MORELIA, Mexico — Perhaps the most important question asked at this year’s Morelia Festival in Mexico was made by a young teacher in the Impulso Morelia pix-in-progress doc “Ayotzinapa, the Turtle’s Pace”:
“Since when is it more dangerous to be a rural teacher than a drug-trafficker?”
The question has been asked constantly in Guerrero, Mexico since Sept. 26, 2014. On that night, five buses of students from a local teaching college, on their way to Mexico City to commemorate the anniversary of the 1968 Tlatelolco Massacre, were re-directed to Iguala, a nearby city. Once arrived, local authorities laid siege to the buses and opened fire on the unarmed students. When the sun rose the next day three were dead and 43 missing. The night’s events have had countless official explanations by local and federal governments alike. Investigations have been conducted and findings presented, but the documentary is the first time that the story is being told from the point of view of those who experienced it, and the friends and family of those who were taken.
The film is produced by Salamandra Producciones S.A. de C.V. Mexico’s Bertha Navarro is executive producing. She also secured additional support from Guillermo del Toro, whose Spanish-language movies she produces and who co-presented the documentary at Morelia, saying it is still a work-in-progress. Director Enrique García Meza has more than two decades experience in the Mexican film industry, and since 2014 has been working for Once TV (IPN) on the miniseries “Los niños cuentan.”

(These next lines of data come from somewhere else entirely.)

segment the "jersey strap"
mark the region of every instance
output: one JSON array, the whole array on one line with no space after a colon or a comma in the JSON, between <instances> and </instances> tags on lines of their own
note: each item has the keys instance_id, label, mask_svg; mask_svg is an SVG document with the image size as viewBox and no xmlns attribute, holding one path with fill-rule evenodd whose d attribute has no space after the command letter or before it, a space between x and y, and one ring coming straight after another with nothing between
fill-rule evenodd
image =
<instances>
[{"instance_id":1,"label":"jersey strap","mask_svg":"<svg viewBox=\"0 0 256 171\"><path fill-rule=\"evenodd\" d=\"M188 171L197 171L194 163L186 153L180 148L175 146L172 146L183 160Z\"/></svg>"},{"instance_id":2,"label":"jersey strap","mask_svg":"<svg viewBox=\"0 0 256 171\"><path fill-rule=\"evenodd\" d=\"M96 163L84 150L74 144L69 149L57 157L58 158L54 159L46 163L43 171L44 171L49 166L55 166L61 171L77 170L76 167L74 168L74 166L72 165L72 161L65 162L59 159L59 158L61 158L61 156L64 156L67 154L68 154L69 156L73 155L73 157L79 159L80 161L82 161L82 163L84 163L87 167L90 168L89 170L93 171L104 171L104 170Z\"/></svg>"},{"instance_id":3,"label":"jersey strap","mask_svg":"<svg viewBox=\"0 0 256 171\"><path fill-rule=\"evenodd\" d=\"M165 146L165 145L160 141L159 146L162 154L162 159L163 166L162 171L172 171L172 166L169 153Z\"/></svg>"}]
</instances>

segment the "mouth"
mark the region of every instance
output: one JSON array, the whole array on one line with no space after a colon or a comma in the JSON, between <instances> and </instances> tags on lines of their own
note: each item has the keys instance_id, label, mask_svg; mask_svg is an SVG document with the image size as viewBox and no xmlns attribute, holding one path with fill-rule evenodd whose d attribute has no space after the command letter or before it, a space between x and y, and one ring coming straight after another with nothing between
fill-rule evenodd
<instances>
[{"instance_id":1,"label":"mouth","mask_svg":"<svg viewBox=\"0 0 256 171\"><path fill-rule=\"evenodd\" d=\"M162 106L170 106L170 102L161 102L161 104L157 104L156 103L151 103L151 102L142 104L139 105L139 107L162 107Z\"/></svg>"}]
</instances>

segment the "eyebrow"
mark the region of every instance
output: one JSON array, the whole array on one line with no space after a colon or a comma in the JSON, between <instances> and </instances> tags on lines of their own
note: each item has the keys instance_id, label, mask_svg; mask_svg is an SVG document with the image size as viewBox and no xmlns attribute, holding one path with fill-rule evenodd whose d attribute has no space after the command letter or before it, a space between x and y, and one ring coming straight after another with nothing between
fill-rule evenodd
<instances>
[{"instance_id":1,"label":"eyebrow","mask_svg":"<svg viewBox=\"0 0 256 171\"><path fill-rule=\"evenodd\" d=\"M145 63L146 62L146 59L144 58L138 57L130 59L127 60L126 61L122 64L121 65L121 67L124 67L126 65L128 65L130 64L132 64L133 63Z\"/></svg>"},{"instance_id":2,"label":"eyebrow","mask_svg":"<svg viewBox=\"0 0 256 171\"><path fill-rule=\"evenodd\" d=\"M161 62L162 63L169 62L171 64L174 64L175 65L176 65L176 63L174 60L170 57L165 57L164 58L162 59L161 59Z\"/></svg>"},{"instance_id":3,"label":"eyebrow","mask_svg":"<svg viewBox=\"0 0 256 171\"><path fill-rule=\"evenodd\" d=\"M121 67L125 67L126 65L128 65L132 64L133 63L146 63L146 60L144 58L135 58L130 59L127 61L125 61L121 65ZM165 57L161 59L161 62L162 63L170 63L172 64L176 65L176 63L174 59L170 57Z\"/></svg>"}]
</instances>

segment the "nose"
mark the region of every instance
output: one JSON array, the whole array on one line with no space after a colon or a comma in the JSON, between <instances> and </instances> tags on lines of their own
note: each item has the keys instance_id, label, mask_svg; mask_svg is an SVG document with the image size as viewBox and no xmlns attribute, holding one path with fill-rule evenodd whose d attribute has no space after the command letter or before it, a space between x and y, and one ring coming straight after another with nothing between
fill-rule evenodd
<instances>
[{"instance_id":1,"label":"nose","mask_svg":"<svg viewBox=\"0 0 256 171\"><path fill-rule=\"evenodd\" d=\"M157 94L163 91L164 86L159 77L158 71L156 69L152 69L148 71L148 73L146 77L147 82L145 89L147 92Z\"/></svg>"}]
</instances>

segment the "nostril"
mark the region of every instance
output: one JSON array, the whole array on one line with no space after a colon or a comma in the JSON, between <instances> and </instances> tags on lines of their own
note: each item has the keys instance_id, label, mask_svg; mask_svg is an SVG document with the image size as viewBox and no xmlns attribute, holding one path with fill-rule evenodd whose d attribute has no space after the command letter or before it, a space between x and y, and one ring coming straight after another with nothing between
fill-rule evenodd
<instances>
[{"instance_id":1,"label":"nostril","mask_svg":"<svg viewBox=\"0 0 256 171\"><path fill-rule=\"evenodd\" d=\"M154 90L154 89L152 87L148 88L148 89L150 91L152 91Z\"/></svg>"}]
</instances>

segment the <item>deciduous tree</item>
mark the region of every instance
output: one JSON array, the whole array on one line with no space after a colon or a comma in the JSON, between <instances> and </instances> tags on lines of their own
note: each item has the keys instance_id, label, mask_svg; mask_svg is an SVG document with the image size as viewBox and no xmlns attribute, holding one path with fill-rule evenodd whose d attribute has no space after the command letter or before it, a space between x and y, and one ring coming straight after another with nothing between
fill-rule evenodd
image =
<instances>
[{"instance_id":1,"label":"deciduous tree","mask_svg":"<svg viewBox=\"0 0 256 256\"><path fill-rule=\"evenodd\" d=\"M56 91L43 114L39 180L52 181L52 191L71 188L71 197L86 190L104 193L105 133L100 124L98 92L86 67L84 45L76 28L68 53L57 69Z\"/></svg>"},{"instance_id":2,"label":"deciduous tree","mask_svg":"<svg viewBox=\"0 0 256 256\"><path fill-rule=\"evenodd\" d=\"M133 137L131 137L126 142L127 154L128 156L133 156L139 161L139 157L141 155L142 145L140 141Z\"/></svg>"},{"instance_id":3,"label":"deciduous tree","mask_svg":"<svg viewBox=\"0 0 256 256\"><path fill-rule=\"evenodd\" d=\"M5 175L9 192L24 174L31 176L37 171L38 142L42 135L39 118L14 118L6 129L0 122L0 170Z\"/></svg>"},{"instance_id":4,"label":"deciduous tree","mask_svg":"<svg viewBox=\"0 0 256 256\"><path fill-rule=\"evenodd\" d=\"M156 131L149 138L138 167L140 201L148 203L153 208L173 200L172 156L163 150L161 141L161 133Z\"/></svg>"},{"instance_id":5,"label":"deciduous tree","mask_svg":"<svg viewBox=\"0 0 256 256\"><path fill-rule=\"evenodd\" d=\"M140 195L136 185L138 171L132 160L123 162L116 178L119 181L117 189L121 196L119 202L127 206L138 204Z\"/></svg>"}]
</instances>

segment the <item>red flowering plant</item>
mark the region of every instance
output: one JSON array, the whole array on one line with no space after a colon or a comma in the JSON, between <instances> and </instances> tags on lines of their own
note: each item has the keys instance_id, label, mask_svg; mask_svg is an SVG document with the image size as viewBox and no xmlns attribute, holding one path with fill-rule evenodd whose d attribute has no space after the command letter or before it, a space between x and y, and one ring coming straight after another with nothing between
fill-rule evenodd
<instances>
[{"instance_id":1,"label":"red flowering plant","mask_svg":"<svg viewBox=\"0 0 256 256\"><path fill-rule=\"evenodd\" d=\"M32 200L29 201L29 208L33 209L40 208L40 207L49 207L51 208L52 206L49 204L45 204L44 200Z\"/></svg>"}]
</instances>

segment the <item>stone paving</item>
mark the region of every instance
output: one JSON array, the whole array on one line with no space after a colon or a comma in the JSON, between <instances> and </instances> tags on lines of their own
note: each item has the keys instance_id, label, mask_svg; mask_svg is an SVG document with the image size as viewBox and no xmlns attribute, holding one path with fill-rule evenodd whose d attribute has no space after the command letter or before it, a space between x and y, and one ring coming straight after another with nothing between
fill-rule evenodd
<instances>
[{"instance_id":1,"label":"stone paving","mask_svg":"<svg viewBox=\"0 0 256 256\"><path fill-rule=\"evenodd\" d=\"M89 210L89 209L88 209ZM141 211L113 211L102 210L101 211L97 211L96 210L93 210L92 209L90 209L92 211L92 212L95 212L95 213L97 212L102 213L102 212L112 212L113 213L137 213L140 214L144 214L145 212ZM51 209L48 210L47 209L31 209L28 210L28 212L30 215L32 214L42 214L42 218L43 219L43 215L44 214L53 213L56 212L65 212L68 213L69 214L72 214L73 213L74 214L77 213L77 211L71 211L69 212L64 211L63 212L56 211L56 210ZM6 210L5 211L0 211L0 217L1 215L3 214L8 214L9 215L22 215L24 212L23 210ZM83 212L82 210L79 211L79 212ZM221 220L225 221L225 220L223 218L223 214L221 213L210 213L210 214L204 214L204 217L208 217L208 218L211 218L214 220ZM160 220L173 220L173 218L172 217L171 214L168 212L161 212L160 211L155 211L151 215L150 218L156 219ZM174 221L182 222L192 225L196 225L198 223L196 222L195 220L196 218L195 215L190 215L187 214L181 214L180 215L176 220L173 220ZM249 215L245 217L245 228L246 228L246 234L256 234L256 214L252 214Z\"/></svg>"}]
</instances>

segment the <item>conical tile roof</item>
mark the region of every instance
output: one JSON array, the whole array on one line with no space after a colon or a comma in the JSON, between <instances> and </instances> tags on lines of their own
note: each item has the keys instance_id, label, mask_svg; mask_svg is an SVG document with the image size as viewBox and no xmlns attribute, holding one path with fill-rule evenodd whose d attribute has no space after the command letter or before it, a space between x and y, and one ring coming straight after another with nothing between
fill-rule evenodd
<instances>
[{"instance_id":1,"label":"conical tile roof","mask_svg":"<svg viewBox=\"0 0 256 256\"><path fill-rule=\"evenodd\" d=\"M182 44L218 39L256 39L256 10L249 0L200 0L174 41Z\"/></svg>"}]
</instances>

“Ayotzinapa” hopes to secure financial backing to finish post-production and sound editing. A means towards that end was supplied when the film took home the Ambulante Award, a 50,000 Mexican peso ($2,500) grant for aid in completing post-production at Wednesday’s award ceremony. García talked to Variety about the difficulties in documenting such a recent and controversial topic.
In the film the victims were attacked by those meant to protect them. In filming, or now that it’s finished, did you ever experience any fear for yourself?
Fear? Yes. Some people who had experienced similar circumstances gave recommendations. At first, I didn’t acknowledge them until one day I received a message at my hotel in Chilpancingo. Apparently the Federal Police, on patrol and in uniform, left a note saying I was “invited to stop playing with the camera.” The next day I started to take head of those recommendations. I learned to notice the people who work in drug-trafficking and the “infiltrators” in the government. There is a fear in speaking out with this documentary as well. I think about the other people who worked on it and worry something what might happen to them, or the people around them. It’s not just fear of death, but of disappearance and torture. These things fall into focus when you see the death of journalists, movement leaders or anyone who raises their voices.
How long was the filming process?
Shooting was three parts. The first began on Oct. 12, 2014 and lasted six months in Ayotzinapa. The second stage lasted about 12 months and my presence in Ayotzinapa and Guerrero was constant. The third stage was to look for interviews or concrete images that answered questions asked in the script. That was a difficult three-to-four months. The images of what happened the night of Sept. 26 are images from the students’ cell phones. Other footage was provided by parents and the Interdisciplinary Group of Independent Experts (GIEI)
What is your connection here, why did you need to tell this particular story?
My father was an “underground” filmmaker and my mother was a normalist. When the disappearances happened, and I saw the photographs, it hit me. It hurt to see the young students who resembled my childhood friends. At the time I was finishing a miniseries I did with Bertha Navarro. I told her “I’m going to Ayotzinapa.” I remember her reaction then. At the time I wasn’t very politically engaged. She asked me to calm down, analyze and reflect, to plan for everything. I snuck in a few times to try to learn what I could and at that time Bertha talked with Guillermo (del Toro) and he joined quickly.
For me personally these stories happen day by day, and I can’t stay silent or passive. I am sure that all the people involved in the documentary would say the same. Each of us was hurt similarly and choose to take the risk by putting a piece of us in the documentary.
What has been people’s response when they’ve learned about the project?
Many have told me to distance myself. Some say that we are brave or that I am brave. I resent that word, and even more when I see the mothers, the parents and the students. Maybe at the moment when we first decided to do this there was a brave moment, but when you first set the camera “record,”, that word disappears and becomes annoying.
Others have been kind and appreciative of what we are doing. They want to help in some way. That makes all of us happy in what we are doing.
How is this story perceived today outside of Guerrero?
Many people still believe the students were going to a political protest or that Ayotzinapa is a hive of guerrillas and drug-traffickers. They believe that because that’s what they see on TV. It makes me angry but I know it’s just that they’ve never been there. We did this to help change people’s minds on the “official” version. We want people to trust their intuition and say: “Something isn’t right here.”